At Knewton, we prepare future lawyers and business leaders through our LSAT prep and GMAT prep courses; here’s hoping a few of them will be able to come to the defense of small businesses and sane patent law in the future.

Yesterday, Brad Burnham — a partner at Union Square Ventures — made a plea to create an Independent Invention Defense for patent cases. I would like to support Brad’s plea using a recent specific example: Klausner vs. Everybody.

Patents essentially give inventors the right to a monopoly on their inventions in exchange for publicly disclosing them. For an invention to be granted a patent it has to be useful, novel and non-obvious. However, at today’s pace of invention and information dissemination, certain types of patents (specifically software patents) no longer make sense. What is non-obvious at the time of a patent’s initial disclosure may become obvious at the time of a later invention — without subsequent inventors having any idea of an existing patent.

A significant source of risk for many small businesses (like Knewton) is Patent Trolls. Brad states that “almost a third of [Union Square Venture's] portfolio is under attack by Patent Trolls.” Patent trolls maintain a patent portfolio for the sole purpose of licensing the patents to other companies. They create additional costs to consumers through these licensing fees without providing any real additional value.

In July 2006, Klausner Technologies sued my former company Vonage for infringement of a 25 year-old patent on a Telephone Electronic Answering Device. The general idea of the patent is that answering machines basically suck. No one wants to listen to every single message to get to the one they care about, and most people only listen to the messages again to get the call back number. Klausner’s “revolutionary” invention was basically a printing calculator you attach to your phone that printed out the phone number of the caller and the time they called on a receipt.

That idea may have been novel in 1979, but not as much in the age of digital voicemail. By 2006 Vonage, AOL, Apple, eBay, AT&T, Verizon, Embarq and even Google were accused of essentially stealing Klausner’s idea. Is it possible that anybody at those companies happened to stumble upon Klausner’s patent? The answer is almost certainly no!

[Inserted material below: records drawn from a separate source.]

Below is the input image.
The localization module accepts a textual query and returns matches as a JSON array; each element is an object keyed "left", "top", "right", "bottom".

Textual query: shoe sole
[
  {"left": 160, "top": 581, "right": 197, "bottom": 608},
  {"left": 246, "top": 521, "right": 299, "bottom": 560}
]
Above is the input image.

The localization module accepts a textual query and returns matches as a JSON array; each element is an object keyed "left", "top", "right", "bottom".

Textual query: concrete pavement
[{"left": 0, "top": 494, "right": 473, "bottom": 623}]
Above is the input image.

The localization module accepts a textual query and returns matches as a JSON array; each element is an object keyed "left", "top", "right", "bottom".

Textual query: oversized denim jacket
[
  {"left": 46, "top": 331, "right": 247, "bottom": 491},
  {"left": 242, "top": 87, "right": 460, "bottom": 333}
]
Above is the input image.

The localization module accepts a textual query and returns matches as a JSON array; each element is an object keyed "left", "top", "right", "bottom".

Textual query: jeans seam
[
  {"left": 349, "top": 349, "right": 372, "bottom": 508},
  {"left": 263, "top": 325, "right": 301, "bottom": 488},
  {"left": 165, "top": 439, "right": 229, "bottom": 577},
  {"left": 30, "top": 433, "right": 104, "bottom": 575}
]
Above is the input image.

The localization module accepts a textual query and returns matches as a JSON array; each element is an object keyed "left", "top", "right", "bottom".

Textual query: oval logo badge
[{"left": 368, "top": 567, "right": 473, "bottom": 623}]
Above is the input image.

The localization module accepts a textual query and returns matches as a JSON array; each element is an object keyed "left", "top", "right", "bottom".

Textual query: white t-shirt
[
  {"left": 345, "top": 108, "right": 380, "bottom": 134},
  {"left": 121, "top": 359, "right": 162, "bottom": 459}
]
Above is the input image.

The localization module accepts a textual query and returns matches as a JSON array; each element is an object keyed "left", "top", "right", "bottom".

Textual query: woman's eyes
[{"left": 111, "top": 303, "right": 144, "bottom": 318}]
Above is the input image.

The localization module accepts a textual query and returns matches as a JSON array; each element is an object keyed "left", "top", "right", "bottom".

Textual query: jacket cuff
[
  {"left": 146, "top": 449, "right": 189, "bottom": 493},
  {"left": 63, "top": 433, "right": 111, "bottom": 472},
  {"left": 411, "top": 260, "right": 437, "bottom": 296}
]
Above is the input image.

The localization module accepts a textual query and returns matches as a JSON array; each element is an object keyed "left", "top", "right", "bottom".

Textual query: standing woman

By 2006, the idea of accessing your voicemails out of order was as blindingly obvious as Amazon’s infamous 1-click patent. The Klausner patent was a clear combination of two other mainstream technologies: caller ID and digital storage. Given the broad application of Klausner’s patent, he probably could’ve sued every CD manufacturer for giving people the ability to randomly access audio files instead of needing to listen through all of them. He might even have had a case against the album Tommy Tutone 2, which contains the track “867‒5309/Jenny.” Random access audio? Check. Phone number? Check. Name? Check. Dependent claims met, sue ‘em!

An Independent Invention Defense, as Burnham proposes, would keep patent trolls like Klausner from undeservedly soaking up valuable time and money from other businesses and their customers. If you’re interested in supporting this effort, another VC, Brad Feld, is organizing entrepreneurs and investors in software innovation around the idea of an Independent Invention Defense.